Things I learned while working on my backyard

This summer was supposed to be all about Project Reclaim The Backyard. Unfortunately the scheduling of this project conflicted with Jersey’s monsoon season (yes, I already used this joke on Twitter/Facebook). It started strongly enough, as I cut down hundreds of feet of vines in a couple weekends, but their actual disposal has dragged on for a couple months. Still, we got a patio installed so that The Woman and Kayleigh can hang out and watch me drop rocks on my foot and branches on my head for the rest of the summer/fall. It’s a family thing.

For the past week the crux of the work has been removing the remainder of the shoddy walkway that used to lead to the basement door. There is still no definite plan for replacement, but walking on dirt is a better alternative to navigating the concrete minefield that was left behind by an unnamed backhoe operator. And at the very least, I finally got to use the sledgehammer that was left behind in our basement. That’s a lot of fun – at least when the concrete is less than 2 inches thick. My next lesson will hopefully involve how to dispose of broken slabs of concrete.

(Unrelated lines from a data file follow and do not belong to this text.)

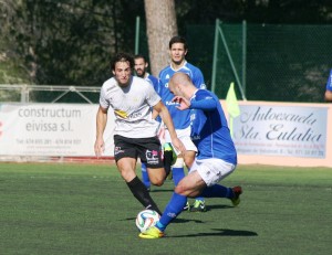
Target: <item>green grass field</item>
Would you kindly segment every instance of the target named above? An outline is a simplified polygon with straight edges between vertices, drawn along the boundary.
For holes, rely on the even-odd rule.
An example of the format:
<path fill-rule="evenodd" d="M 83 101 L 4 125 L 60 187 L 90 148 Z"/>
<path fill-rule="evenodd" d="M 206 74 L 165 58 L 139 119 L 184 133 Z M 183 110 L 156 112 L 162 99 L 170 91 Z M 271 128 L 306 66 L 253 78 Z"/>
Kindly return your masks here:
<path fill-rule="evenodd" d="M 0 163 L 0 254 L 332 254 L 332 169 L 239 166 L 222 183 L 242 185 L 238 208 L 208 199 L 141 240 L 142 206 L 114 166 Z M 153 188 L 160 209 L 172 191 Z"/>

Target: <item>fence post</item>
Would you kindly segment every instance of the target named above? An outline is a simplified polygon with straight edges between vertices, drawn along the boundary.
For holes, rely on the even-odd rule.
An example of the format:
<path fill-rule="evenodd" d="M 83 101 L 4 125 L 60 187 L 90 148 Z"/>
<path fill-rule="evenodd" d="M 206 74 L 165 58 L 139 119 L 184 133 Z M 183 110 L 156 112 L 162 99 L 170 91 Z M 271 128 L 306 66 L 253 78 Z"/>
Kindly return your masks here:
<path fill-rule="evenodd" d="M 215 89 L 216 89 L 217 55 L 218 55 L 218 26 L 219 26 L 219 19 L 216 20 L 216 29 L 215 29 L 214 62 L 212 62 L 212 77 L 211 77 L 211 92 L 212 93 L 215 93 Z"/>
<path fill-rule="evenodd" d="M 247 22 L 243 20 L 242 22 L 242 89 L 246 95 L 246 86 L 247 86 Z"/>

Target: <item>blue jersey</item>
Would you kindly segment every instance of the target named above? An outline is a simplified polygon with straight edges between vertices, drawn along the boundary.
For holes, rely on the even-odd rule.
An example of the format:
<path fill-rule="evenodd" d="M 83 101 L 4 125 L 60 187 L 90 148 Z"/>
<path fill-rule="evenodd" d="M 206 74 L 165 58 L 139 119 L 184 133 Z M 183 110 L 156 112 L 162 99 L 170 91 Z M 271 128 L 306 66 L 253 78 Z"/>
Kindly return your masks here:
<path fill-rule="evenodd" d="M 329 79 L 326 83 L 326 91 L 332 92 L 332 70 L 330 71 Z"/>
<path fill-rule="evenodd" d="M 218 97 L 198 89 L 190 103 L 190 137 L 198 149 L 197 159 L 218 158 L 237 164 L 237 151 Z"/>
<path fill-rule="evenodd" d="M 158 78 L 156 78 L 155 76 L 153 76 L 151 74 L 147 74 L 147 77 L 145 79 L 147 82 L 149 82 L 154 86 L 155 91 L 158 93 L 158 91 L 159 91 L 159 81 L 158 81 Z"/>
<path fill-rule="evenodd" d="M 177 71 L 168 65 L 159 73 L 159 96 L 170 114 L 175 129 L 185 129 L 190 125 L 190 109 L 178 110 L 176 108 L 177 104 L 172 103 L 174 95 L 168 89 L 168 82 L 176 72 L 187 74 L 197 88 L 206 88 L 206 85 L 200 70 L 188 62 L 186 62 L 185 65 Z"/>

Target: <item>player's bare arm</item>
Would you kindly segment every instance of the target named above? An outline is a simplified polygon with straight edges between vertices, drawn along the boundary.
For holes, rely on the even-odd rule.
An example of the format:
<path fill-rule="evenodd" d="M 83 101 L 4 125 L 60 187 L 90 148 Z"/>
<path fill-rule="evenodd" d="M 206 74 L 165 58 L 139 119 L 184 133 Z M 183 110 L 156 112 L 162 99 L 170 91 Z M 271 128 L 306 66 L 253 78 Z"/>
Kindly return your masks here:
<path fill-rule="evenodd" d="M 107 124 L 107 109 L 100 106 L 96 114 L 96 138 L 94 144 L 94 152 L 96 157 L 101 157 L 105 150 L 104 130 Z"/>
<path fill-rule="evenodd" d="M 326 102 L 332 102 L 332 92 L 330 92 L 330 91 L 325 92 L 325 100 Z"/>
<path fill-rule="evenodd" d="M 166 106 L 162 103 L 162 100 L 158 102 L 158 104 L 156 104 L 154 106 L 154 110 L 156 110 L 159 116 L 163 119 L 163 123 L 166 125 L 168 131 L 169 131 L 169 136 L 172 139 L 172 145 L 178 150 L 180 151 L 183 155 L 185 155 L 186 152 L 186 148 L 183 145 L 183 142 L 177 138 L 174 125 L 173 125 L 173 120 L 170 118 L 169 111 L 166 108 Z"/>

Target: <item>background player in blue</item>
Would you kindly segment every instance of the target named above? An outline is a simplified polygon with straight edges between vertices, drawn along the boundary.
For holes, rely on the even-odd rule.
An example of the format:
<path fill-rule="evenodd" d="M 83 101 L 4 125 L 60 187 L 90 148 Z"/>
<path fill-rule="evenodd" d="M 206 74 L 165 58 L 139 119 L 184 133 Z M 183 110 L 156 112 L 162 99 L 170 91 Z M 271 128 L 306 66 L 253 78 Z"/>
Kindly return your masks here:
<path fill-rule="evenodd" d="M 188 53 L 186 40 L 181 36 L 174 36 L 170 39 L 168 46 L 170 64 L 159 73 L 159 95 L 172 116 L 177 136 L 183 141 L 187 150 L 184 157 L 178 155 L 177 160 L 173 166 L 173 180 L 175 185 L 177 185 L 178 182 L 185 177 L 184 163 L 188 167 L 188 169 L 190 169 L 197 152 L 197 148 L 190 140 L 190 109 L 179 111 L 176 108 L 177 104 L 172 102 L 174 95 L 169 92 L 168 82 L 175 73 L 181 72 L 191 78 L 193 84 L 197 88 L 206 88 L 206 85 L 200 70 L 189 64 L 185 59 Z M 170 142 L 167 130 L 165 135 L 166 142 Z M 196 198 L 194 206 L 190 209 L 190 211 L 205 212 L 206 205 L 204 199 Z"/>
<path fill-rule="evenodd" d="M 218 97 L 209 91 L 197 89 L 189 76 L 183 73 L 174 74 L 169 91 L 176 95 L 173 102 L 178 103 L 178 110 L 195 109 L 191 111 L 191 139 L 198 155 L 188 176 L 175 188 L 160 220 L 141 233 L 142 238 L 163 237 L 166 226 L 183 211 L 187 196 L 228 198 L 236 206 L 242 193 L 241 187 L 217 184 L 237 166 L 237 151 Z"/>
<path fill-rule="evenodd" d="M 136 75 L 138 77 L 144 78 L 147 82 L 149 82 L 149 84 L 153 85 L 155 91 L 158 92 L 158 78 L 156 78 L 155 76 L 151 75 L 147 72 L 148 62 L 145 59 L 145 56 L 137 54 L 134 56 L 134 61 L 135 61 L 134 68 L 135 68 Z M 144 185 L 146 187 L 146 189 L 149 191 L 151 182 L 149 182 L 148 174 L 146 171 L 145 162 L 142 162 L 142 181 L 143 181 Z"/>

After wiping out the walkway, I learned just how heavy Belgian Block is – VERY. I also learned that wheel barrows are not very good at transporting 6 or more blocks o’ Belgian at a time – especially when rolling them over the muddy holes they were dug out of. So the migration of blocks to another corner of the yard became a week long process because carrying one at a time significantly reduces the chance of breaking a foot but has the unfortunate side effect of taking way too long and tiring me out way too quickly. Maybe that stone fort I had planned is not such a good idea…

But by next spring, gosh darn it, we will have a usable backyard. Either that, or I’m going to start subletting it to a small farmer.